Once the isolate is uploaded to an isolateserver, it is ready to be downloaded and used by the bots.

Note: The ISOLATE described above is specific to the Selenium based tests that are proposed in this document. In addition to those, the design allows for additional types of tests as described in the Source Locations section.

The ASSET MANIFEST (An inventory of assets in text form)

All assets required by the test suite are described in the ASSET MANIFEST. In this document the asset manifest is often referred to as assets.textpb, but in reality it will be a collection of files.

The manifest takes the form of a textproto file conforming to the Asset Description Schema. By virtue of the chosen schema, the file can trivially be broken into multiple files. This aspect is important since it is expected that some of the asset manifest fragments will be programmatically generated to account for the matrices of configurations that need to be supported. The lab does not care how or where the files were generated, but just that all the required pieces are there by the time the DEPLOYER is invoked.

To the fullest extent possible, the asset manifest also aims to be independent of the specifics of the Google Cloud Platform. A different implementation of the DEPLOYER, for example, could theoretically target a different cloud hosting solution without changing the asset manifests.

What is an asset? It's just about anything physical or virtual that needs to be specified in order for the test fixtures to be unambiguously deployed. Assets include descriptions of networks including subnets and address ranges, peering between these networks, VPNs, virtual machines including parameters required to provision them, Windows Active directory domains, domain users, domain groups, Active Directory containers, trust relationships between the domains, Windows AD group policy templates, group policy objects that should be deployed to each AD container, and so on.

The Asset Description Schema is designed for expressiveness, but not necessarily for readability or writability since it is expected that much of the asset descriptions will be programmatically generated.

What doesn't go in the manifest? The asset manifest should be independent of its hosting environment.
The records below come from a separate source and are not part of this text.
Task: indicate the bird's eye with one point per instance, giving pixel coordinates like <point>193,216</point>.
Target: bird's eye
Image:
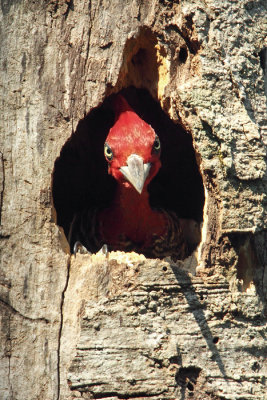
<point>156,146</point>
<point>108,152</point>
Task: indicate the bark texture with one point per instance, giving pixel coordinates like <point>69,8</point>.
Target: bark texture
<point>122,326</point>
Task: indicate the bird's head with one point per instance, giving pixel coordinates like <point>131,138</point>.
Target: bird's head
<point>132,148</point>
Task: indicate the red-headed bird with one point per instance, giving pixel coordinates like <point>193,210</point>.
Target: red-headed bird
<point>132,151</point>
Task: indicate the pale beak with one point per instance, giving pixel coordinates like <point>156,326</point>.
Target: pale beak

As such, the manifest does not prescribe a specific hosting Google Compute project, nor does it specify hosting environment specific parameters like static external IPs, SSL certificates, references to Google Cloud Storage buckets, and StackDriver logging parameters. Such parameters are defined in the HOST ENVIRONMENT as described below.

Note: The ASSET MANIFESTs describing Chromium end-to-end test requirements is public. It is expected to be checked into the Chromium repository.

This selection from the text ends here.